A gravação trazia uma apresentadora afirmando que Jurandir teria se afogado ao atingir uma tubulação durante a escavação e que o corpo ainda não havia sido encontrado.
O vídeo foi criado por inteligência artificial.
Trechos que mostram uma suposta entrevista com a “mulher de Jurandir” também foram analisados por ferramentas especializadas em detecção de conteúdo adulterado.

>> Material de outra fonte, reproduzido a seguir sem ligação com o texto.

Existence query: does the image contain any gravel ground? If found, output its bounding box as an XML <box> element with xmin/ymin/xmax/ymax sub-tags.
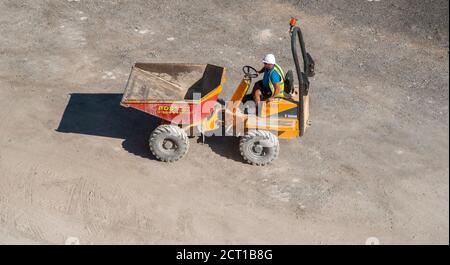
<box><xmin>0</xmin><ymin>0</ymin><xmax>449</xmax><ymax>244</ymax></box>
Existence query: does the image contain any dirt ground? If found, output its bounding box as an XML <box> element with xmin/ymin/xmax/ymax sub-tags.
<box><xmin>0</xmin><ymin>0</ymin><xmax>449</xmax><ymax>244</ymax></box>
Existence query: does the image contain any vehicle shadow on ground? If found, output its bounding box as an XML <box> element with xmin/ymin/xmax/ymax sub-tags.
<box><xmin>56</xmin><ymin>93</ymin><xmax>159</xmax><ymax>159</ymax></box>
<box><xmin>197</xmin><ymin>136</ymin><xmax>244</xmax><ymax>163</ymax></box>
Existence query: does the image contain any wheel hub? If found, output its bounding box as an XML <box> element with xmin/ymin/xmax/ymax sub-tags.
<box><xmin>253</xmin><ymin>143</ymin><xmax>264</xmax><ymax>155</ymax></box>
<box><xmin>163</xmin><ymin>140</ymin><xmax>175</xmax><ymax>150</ymax></box>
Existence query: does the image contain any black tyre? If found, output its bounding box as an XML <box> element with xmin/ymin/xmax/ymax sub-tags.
<box><xmin>149</xmin><ymin>125</ymin><xmax>189</xmax><ymax>162</ymax></box>
<box><xmin>239</xmin><ymin>130</ymin><xmax>280</xmax><ymax>166</ymax></box>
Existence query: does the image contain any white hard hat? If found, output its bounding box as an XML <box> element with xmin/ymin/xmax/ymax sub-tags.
<box><xmin>263</xmin><ymin>53</ymin><xmax>275</xmax><ymax>64</ymax></box>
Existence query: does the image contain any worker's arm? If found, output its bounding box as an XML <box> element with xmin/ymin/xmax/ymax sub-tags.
<box><xmin>267</xmin><ymin>82</ymin><xmax>281</xmax><ymax>101</ymax></box>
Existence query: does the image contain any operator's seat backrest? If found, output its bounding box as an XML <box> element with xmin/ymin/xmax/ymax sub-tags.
<box><xmin>284</xmin><ymin>70</ymin><xmax>294</xmax><ymax>94</ymax></box>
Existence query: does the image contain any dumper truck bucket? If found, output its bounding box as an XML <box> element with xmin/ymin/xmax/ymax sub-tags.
<box><xmin>121</xmin><ymin>63</ymin><xmax>225</xmax><ymax>125</ymax></box>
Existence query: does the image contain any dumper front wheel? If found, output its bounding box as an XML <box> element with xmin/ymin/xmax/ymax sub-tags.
<box><xmin>239</xmin><ymin>130</ymin><xmax>280</xmax><ymax>166</ymax></box>
<box><xmin>149</xmin><ymin>125</ymin><xmax>189</xmax><ymax>162</ymax></box>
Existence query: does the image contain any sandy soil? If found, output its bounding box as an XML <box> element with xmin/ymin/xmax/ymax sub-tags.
<box><xmin>0</xmin><ymin>0</ymin><xmax>449</xmax><ymax>244</ymax></box>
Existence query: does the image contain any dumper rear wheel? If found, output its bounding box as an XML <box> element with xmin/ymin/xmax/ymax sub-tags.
<box><xmin>239</xmin><ymin>130</ymin><xmax>280</xmax><ymax>166</ymax></box>
<box><xmin>149</xmin><ymin>125</ymin><xmax>189</xmax><ymax>162</ymax></box>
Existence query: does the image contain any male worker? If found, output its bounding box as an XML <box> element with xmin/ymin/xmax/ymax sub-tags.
<box><xmin>252</xmin><ymin>54</ymin><xmax>284</xmax><ymax>106</ymax></box>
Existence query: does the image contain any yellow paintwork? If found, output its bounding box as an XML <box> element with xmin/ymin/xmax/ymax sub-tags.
<box><xmin>261</xmin><ymin>98</ymin><xmax>297</xmax><ymax>117</ymax></box>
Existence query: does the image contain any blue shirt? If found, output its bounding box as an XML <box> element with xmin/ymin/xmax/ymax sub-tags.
<box><xmin>261</xmin><ymin>66</ymin><xmax>281</xmax><ymax>94</ymax></box>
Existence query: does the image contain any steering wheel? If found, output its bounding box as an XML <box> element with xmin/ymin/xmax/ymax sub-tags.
<box><xmin>242</xmin><ymin>65</ymin><xmax>258</xmax><ymax>78</ymax></box>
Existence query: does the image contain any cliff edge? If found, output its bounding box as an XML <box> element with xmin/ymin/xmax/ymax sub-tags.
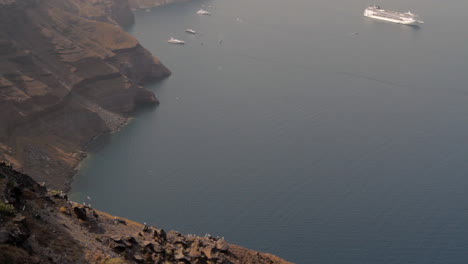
<box><xmin>0</xmin><ymin>163</ymin><xmax>290</xmax><ymax>264</ymax></box>
<box><xmin>0</xmin><ymin>0</ymin><xmax>170</xmax><ymax>191</ymax></box>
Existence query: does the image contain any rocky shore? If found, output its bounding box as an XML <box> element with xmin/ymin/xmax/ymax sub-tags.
<box><xmin>129</xmin><ymin>0</ymin><xmax>189</xmax><ymax>9</ymax></box>
<box><xmin>0</xmin><ymin>0</ymin><xmax>170</xmax><ymax>191</ymax></box>
<box><xmin>0</xmin><ymin>163</ymin><xmax>289</xmax><ymax>264</ymax></box>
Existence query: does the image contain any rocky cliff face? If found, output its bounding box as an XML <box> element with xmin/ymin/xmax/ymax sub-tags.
<box><xmin>0</xmin><ymin>0</ymin><xmax>170</xmax><ymax>190</ymax></box>
<box><xmin>0</xmin><ymin>163</ymin><xmax>289</xmax><ymax>264</ymax></box>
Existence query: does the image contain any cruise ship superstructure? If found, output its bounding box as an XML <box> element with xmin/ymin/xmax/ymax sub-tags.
<box><xmin>364</xmin><ymin>5</ymin><xmax>424</xmax><ymax>25</ymax></box>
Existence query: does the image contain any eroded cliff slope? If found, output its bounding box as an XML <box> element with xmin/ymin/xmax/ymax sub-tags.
<box><xmin>0</xmin><ymin>0</ymin><xmax>170</xmax><ymax>190</ymax></box>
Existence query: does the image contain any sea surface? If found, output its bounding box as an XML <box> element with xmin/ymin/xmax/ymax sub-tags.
<box><xmin>71</xmin><ymin>0</ymin><xmax>468</xmax><ymax>264</ymax></box>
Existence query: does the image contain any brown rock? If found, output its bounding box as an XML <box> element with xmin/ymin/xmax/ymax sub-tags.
<box><xmin>73</xmin><ymin>206</ymin><xmax>88</xmax><ymax>221</ymax></box>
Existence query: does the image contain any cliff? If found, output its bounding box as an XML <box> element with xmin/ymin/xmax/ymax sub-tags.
<box><xmin>0</xmin><ymin>163</ymin><xmax>289</xmax><ymax>264</ymax></box>
<box><xmin>0</xmin><ymin>0</ymin><xmax>170</xmax><ymax>190</ymax></box>
<box><xmin>128</xmin><ymin>0</ymin><xmax>188</xmax><ymax>9</ymax></box>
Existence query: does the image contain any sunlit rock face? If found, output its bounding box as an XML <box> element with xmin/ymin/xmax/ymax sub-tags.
<box><xmin>0</xmin><ymin>0</ymin><xmax>170</xmax><ymax>190</ymax></box>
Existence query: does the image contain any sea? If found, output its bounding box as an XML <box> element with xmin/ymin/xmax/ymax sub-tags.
<box><xmin>70</xmin><ymin>0</ymin><xmax>468</xmax><ymax>264</ymax></box>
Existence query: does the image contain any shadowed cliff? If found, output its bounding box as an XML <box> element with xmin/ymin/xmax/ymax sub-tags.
<box><xmin>0</xmin><ymin>163</ymin><xmax>289</xmax><ymax>264</ymax></box>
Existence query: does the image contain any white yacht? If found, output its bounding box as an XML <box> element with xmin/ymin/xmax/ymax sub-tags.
<box><xmin>197</xmin><ymin>9</ymin><xmax>211</xmax><ymax>16</ymax></box>
<box><xmin>364</xmin><ymin>5</ymin><xmax>424</xmax><ymax>25</ymax></box>
<box><xmin>185</xmin><ymin>28</ymin><xmax>197</xmax><ymax>35</ymax></box>
<box><xmin>167</xmin><ymin>38</ymin><xmax>185</xmax><ymax>44</ymax></box>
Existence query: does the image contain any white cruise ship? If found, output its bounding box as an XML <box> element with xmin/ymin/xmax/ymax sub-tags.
<box><xmin>364</xmin><ymin>5</ymin><xmax>424</xmax><ymax>25</ymax></box>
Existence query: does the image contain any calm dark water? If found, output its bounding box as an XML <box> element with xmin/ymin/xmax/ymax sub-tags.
<box><xmin>72</xmin><ymin>0</ymin><xmax>468</xmax><ymax>264</ymax></box>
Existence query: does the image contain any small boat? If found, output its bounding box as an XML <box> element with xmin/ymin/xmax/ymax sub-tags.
<box><xmin>197</xmin><ymin>9</ymin><xmax>211</xmax><ymax>16</ymax></box>
<box><xmin>167</xmin><ymin>38</ymin><xmax>185</xmax><ymax>44</ymax></box>
<box><xmin>185</xmin><ymin>28</ymin><xmax>197</xmax><ymax>35</ymax></box>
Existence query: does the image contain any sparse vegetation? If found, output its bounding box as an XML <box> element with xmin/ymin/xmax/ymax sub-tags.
<box><xmin>59</xmin><ymin>206</ymin><xmax>70</xmax><ymax>214</ymax></box>
<box><xmin>0</xmin><ymin>202</ymin><xmax>16</xmax><ymax>216</ymax></box>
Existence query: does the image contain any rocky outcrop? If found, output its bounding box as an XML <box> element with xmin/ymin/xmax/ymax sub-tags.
<box><xmin>0</xmin><ymin>163</ymin><xmax>289</xmax><ymax>264</ymax></box>
<box><xmin>0</xmin><ymin>0</ymin><xmax>170</xmax><ymax>190</ymax></box>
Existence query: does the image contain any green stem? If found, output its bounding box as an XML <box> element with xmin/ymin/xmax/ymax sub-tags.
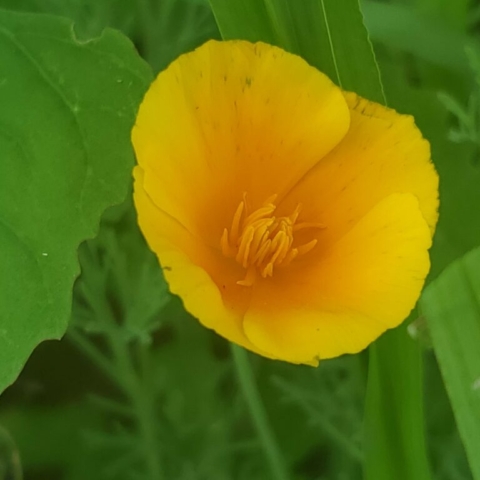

A análise indicou 100% de probabilidade de o material ter sido gerado por inteligência artificial.A informação foi conferida pelo UOL.
Além disso, a imagem que supostamente identificaria Jurandir foi manipulada digitalmente.
Uma busca reversa mostrou que a foto original foi feita pelo fotógrafo Sérgio Lima, do site Poder360, durante um ato em apoio a Bolsonaro em Brasília, em 7 de setembro de 2021.
Na imagem verdadeira, o homem retratado não possui barba, ao contrário da versão alterada usada nas postagens falsas.
Autoridades negam qualquer ocorrência
O Corpo de Bombeiros do Distrito Federal informou que não há registro de ocorrências semelhantes nos últimos 30 dias e que não existe qualquer informação sobre afogamento em túnel ou tentativa de resgate ligada ao ex-presidente.
Também não há registros em bases oficiais, comunicados de autoridades ou cobertura da imprensa profissional sobre a suposta tentativa de resgate.
Buscas pelo nome completo de Jurandir retornam apenas reproduções do próprio conteúdo falso.
Por que o termo entrou em alta?
A combinação entre um tema sensível, o uso de vídeos realistas gerados por IA e a rápida circulação nas redes levou muitos usuários a buscar confirmação no Google.
O pico de buscas pelo termo “Bolsonaro morreu” reflete esse movimento de checagem diante da desinformação.
O episódio expõe como conteúdos fabricados podem gerar confusão em larga escala em pouco tempo, especialmente quando imitam formatos jornalísticos.